With the CAG report tabled in Parliament on Friday indicating a loss of Rs. 12,489 crore to the exchequer due to understatement of revenues by six telecom operators, including Airtel, Idea and Vodafone, the government has ordered a special audit of telecom companies for three years.
“Verification of records of six PSPs indicated total understatement of Rs. 46,045.75 crore in gross revenue, having corresponding impact of Rs. 3,752.37 crore on licence fee (LF) and Rs. 1,460.23 crore on spectrum usage charge (SUC). The interest on this short/non-payment of LF and SUC works out to Rs. 7,276.33 crore,” the Comptroller and Auditor General of India (CAG) said.
This is for the four-year period from 2006-07 to 2009-10.
Commenting on the findings, Telecom Minister Ravi Shankar Prasad said special audit of the operators’ books would be done for three years from 2009, to check for under-reporting of revenues.
“I have taken a grim view on this because this is again a legacy issue of the previous government… Even though in terms of well-established parliamentary procedure, the report will go to the Public Accounts Committee, I have directed Secretary Telecom and Member Finance to put in place a robust system in order that such gaps do not reoccur,” Mr. Prasad said.
“In conclusion, the audit found that even after 16 years of the introduction of the revenue share regime, the correctness and completeness of revenue flowing into the consolidated Fund of India could not be assured by DoT,” the CAG said.
The CAG report said the financial impact on LF and SUC due to understatement of gross revenue stood at Rs. 1,507.25 crore for Reliance Communications, Rs. 1,357.68 crore for Tata Teleservices, Rs. 1,066.95 crore for Airtel, Rs. 749.85 crore for Vodafone, Rs. 423.26 crore for Idea and Rs. 107.61 crore for Aircel.

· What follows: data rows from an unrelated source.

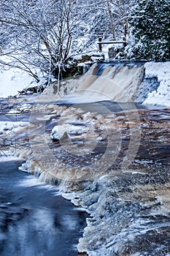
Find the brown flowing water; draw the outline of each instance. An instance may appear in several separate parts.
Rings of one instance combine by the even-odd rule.
[[[88,76],[86,88],[83,81],[76,81],[80,83],[78,91],[62,100],[52,97],[50,101],[48,94],[34,104],[28,100],[31,108],[26,108],[23,114],[29,116],[30,124],[15,135],[18,143],[15,154],[26,157],[23,170],[55,184],[63,197],[90,214],[79,241],[80,252],[93,256],[168,256],[170,110],[134,103],[135,99],[145,97],[139,93],[143,88],[142,65],[121,67],[123,86],[106,97],[102,82],[97,80],[112,77],[114,82],[109,87],[121,80],[120,69],[107,68],[101,75],[98,70],[98,75],[96,71],[96,75]],[[97,85],[101,89],[97,90]],[[103,100],[93,102],[98,95]],[[111,96],[114,101],[108,100]],[[82,100],[85,103],[80,103]],[[15,106],[18,120],[22,116],[21,105],[22,100]],[[11,118],[12,114],[7,116]],[[56,125],[66,127],[66,140],[51,140]],[[8,135],[8,140],[12,138],[13,133]]]

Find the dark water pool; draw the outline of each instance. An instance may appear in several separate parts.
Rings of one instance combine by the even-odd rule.
[[[77,255],[87,214],[20,171],[21,163],[0,162],[0,255]]]

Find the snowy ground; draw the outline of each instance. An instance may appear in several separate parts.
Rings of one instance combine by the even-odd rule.
[[[33,78],[23,70],[8,68],[0,70],[0,97],[15,96],[27,87]]]

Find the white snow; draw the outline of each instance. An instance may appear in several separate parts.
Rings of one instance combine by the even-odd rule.
[[[148,94],[143,104],[170,107],[170,61],[147,62],[144,64],[146,77],[157,77],[160,86]]]
[[[4,157],[1,156],[0,157],[0,162],[9,162],[9,161],[18,161],[18,160],[23,160],[23,158],[17,157]]]
[[[51,132],[52,140],[65,140],[72,135],[80,135],[88,128],[84,126],[74,126],[69,124],[55,126]]]
[[[32,81],[33,78],[26,72],[17,68],[6,68],[0,70],[0,97],[18,94]]]
[[[24,127],[28,126],[28,122],[23,121],[0,121],[0,134],[8,134],[11,131],[20,132]]]

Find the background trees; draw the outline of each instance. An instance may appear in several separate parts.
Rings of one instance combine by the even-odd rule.
[[[122,58],[167,59],[169,7],[169,0],[1,0],[0,63],[36,80],[38,70],[61,78],[70,56],[96,51],[98,37],[121,40],[125,25]]]
[[[71,48],[75,26],[73,0],[2,0],[1,63],[38,80],[36,70],[58,76]]]
[[[170,59],[170,1],[137,1],[130,20],[139,59]]]

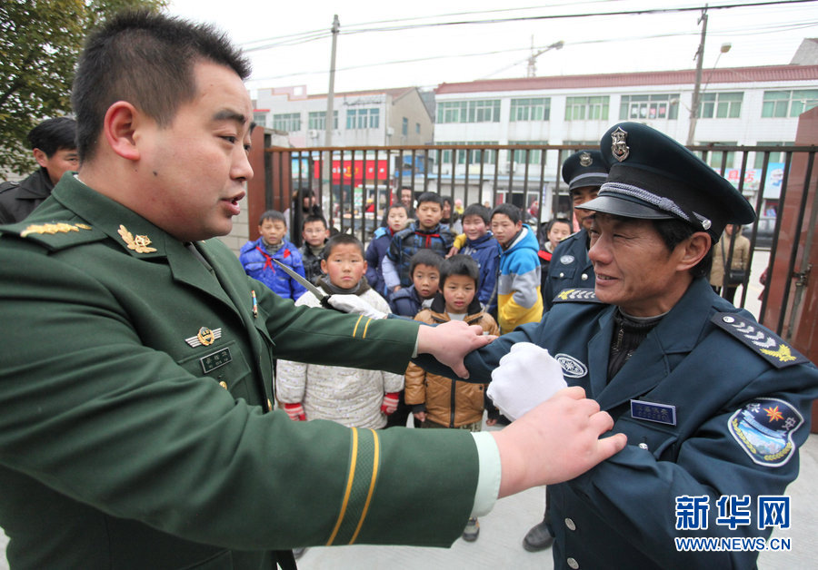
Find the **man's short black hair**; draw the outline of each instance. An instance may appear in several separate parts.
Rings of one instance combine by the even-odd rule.
[[[428,265],[429,267],[440,267],[443,258],[432,250],[423,249],[415,251],[409,259],[409,277],[414,274],[414,268],[418,265]]]
[[[491,213],[491,211],[483,204],[469,204],[463,211],[463,220],[465,221],[465,219],[469,216],[480,216],[483,218],[483,221],[488,225],[492,221]]]
[[[517,223],[518,221],[523,221],[523,212],[520,211],[520,209],[515,205],[511,203],[510,201],[504,202],[499,206],[495,206],[494,210],[492,210],[492,220],[494,219],[498,213],[505,214],[508,216],[508,219],[512,221],[512,223]]]
[[[336,233],[324,244],[324,251],[321,254],[322,259],[327,260],[332,255],[333,248],[339,245],[354,245],[361,251],[361,257],[365,257],[364,251],[364,244],[361,241],[351,233]]]
[[[243,80],[249,61],[224,33],[206,24],[148,11],[125,12],[92,33],[77,64],[71,102],[80,161],[92,158],[108,108],[127,101],[160,127],[195,97],[194,65],[208,61]]]
[[[45,119],[28,132],[31,150],[40,149],[51,158],[59,150],[76,148],[76,121],[68,117]]]
[[[440,206],[441,210],[443,210],[443,198],[440,197],[440,194],[435,194],[434,192],[424,192],[417,197],[417,207],[420,208],[420,205],[424,201],[434,201]]]
[[[444,260],[440,264],[440,288],[450,275],[464,275],[474,280],[474,289],[480,286],[480,266],[468,255],[458,253]]]
[[[269,220],[270,221],[280,221],[284,225],[287,225],[287,219],[284,218],[284,215],[278,211],[277,210],[268,210],[262,215],[258,217],[258,225],[264,225],[264,221]]]

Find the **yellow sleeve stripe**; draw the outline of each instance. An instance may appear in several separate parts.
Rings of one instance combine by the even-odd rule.
[[[360,319],[358,320],[360,320]],[[333,542],[335,540],[335,536],[338,535],[338,530],[341,528],[341,523],[344,522],[344,516],[346,515],[346,506],[349,505],[349,496],[352,493],[353,481],[355,480],[355,466],[358,462],[358,430],[355,428],[352,428],[352,457],[350,458],[349,477],[346,480],[346,490],[344,493],[344,501],[341,504],[341,512],[338,514],[338,520],[335,522],[335,527],[333,529],[333,534],[326,542],[327,546],[332,546]]]
[[[365,332],[364,332],[365,334]],[[369,483],[369,493],[366,494],[366,502],[364,504],[364,511],[361,513],[361,520],[358,521],[358,526],[355,527],[355,532],[353,535],[352,539],[349,541],[349,544],[354,544],[355,539],[358,537],[358,533],[361,532],[361,527],[364,526],[364,520],[366,518],[366,513],[369,512],[369,503],[372,501],[372,496],[374,493],[374,485],[378,480],[378,468],[380,467],[380,451],[381,451],[381,443],[378,439],[378,434],[374,429],[370,429],[372,432],[372,437],[374,444],[374,453],[373,454],[373,465],[372,465],[372,481]]]
[[[358,325],[361,324],[361,319],[364,319],[364,315],[358,317],[358,319],[355,321],[355,328],[353,329],[353,339],[355,338],[355,335],[358,333]]]

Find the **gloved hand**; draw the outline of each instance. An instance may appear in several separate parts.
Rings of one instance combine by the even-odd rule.
[[[492,371],[486,394],[504,416],[514,420],[567,386],[563,367],[548,350],[518,342]]]
[[[397,392],[387,392],[385,396],[384,396],[384,403],[381,404],[381,413],[389,416],[394,413],[394,410],[397,409],[397,401],[398,401],[398,393]]]
[[[386,313],[381,312],[357,295],[330,295],[326,300],[334,309],[341,312],[364,315],[370,319],[384,319]]]
[[[306,421],[306,414],[304,413],[304,407],[298,404],[284,404],[284,411],[293,421]]]

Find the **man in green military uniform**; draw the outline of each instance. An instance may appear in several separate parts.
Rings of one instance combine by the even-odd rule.
[[[79,172],[0,228],[15,568],[292,567],[294,546],[447,545],[498,496],[624,445],[599,438],[611,418],[581,388],[479,437],[273,412],[274,358],[400,372],[430,353],[464,374],[490,339],[295,308],[211,239],[253,175],[248,73],[208,26],[115,18],[77,67]]]

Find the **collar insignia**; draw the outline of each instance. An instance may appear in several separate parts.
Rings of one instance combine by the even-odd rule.
[[[122,224],[119,224],[118,233],[127,244],[128,249],[134,250],[136,253],[153,253],[156,251],[156,248],[148,247],[151,244],[151,240],[146,235],[134,237],[134,234],[128,231],[127,228]]]
[[[65,223],[63,221],[57,223],[35,223],[24,230],[20,233],[21,238],[25,238],[30,233],[68,233],[69,231],[79,231],[80,230],[90,230],[91,226],[84,223]]]
[[[222,338],[222,329],[214,329],[211,330],[207,327],[202,327],[199,329],[199,332],[196,333],[195,337],[190,337],[189,339],[185,339],[185,342],[189,344],[193,348],[196,347],[209,347],[214,342],[216,341],[216,339]]]
[[[616,130],[611,133],[611,138],[614,141],[611,145],[611,152],[614,153],[614,158],[621,162],[631,153],[631,147],[626,142],[628,133],[626,131],[623,131],[622,127],[616,127]]]
[[[737,313],[716,313],[711,321],[777,369],[809,361],[778,336]]]

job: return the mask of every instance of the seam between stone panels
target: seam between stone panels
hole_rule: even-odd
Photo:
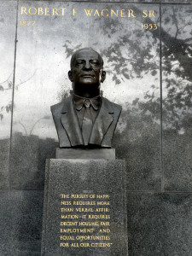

The interest calculated on these amounted to Rs. 2221.29 crore for Reliance, Rs. 1857.71 crore for Tata Teleservices, Rs. 1584.94 crore for Airtel, Rs. 915.54 crore for Vodafone, Rs. 541.63 crore for Idea and Rs. 155.22 crore for Aircel.
On the other hand, the two industry bodies representing telecom operators in a joint statement said that matters relating to interpretation of ‘Gross Revenue/Adjusted Gross Revenue’ of telecom companies for the purpose of calculation of licence fees are under litigation in various judicial forums including the TDSAT, High Courts and the Supreme Court.
“The issues pointed out by the CAG pertain to those disputes, which have either been settled or stayed by various Courts. We would like to reiterate that our member-companies follow the highest standards of corporate governance and have always been in compliance with all regulations,” they added.
The telecom operators had earlier opposed auditing of their books by the CAG. However, a Supreme Court ruling in favour of the auditor in 2014 forced the companies to share the information.
The report observed non-compliance with the licence conditions by netting off of discounts/waivers granted to post-paid subscribers, and under-reporting of revenue from infrastructure sharing with other telecom operators, among others.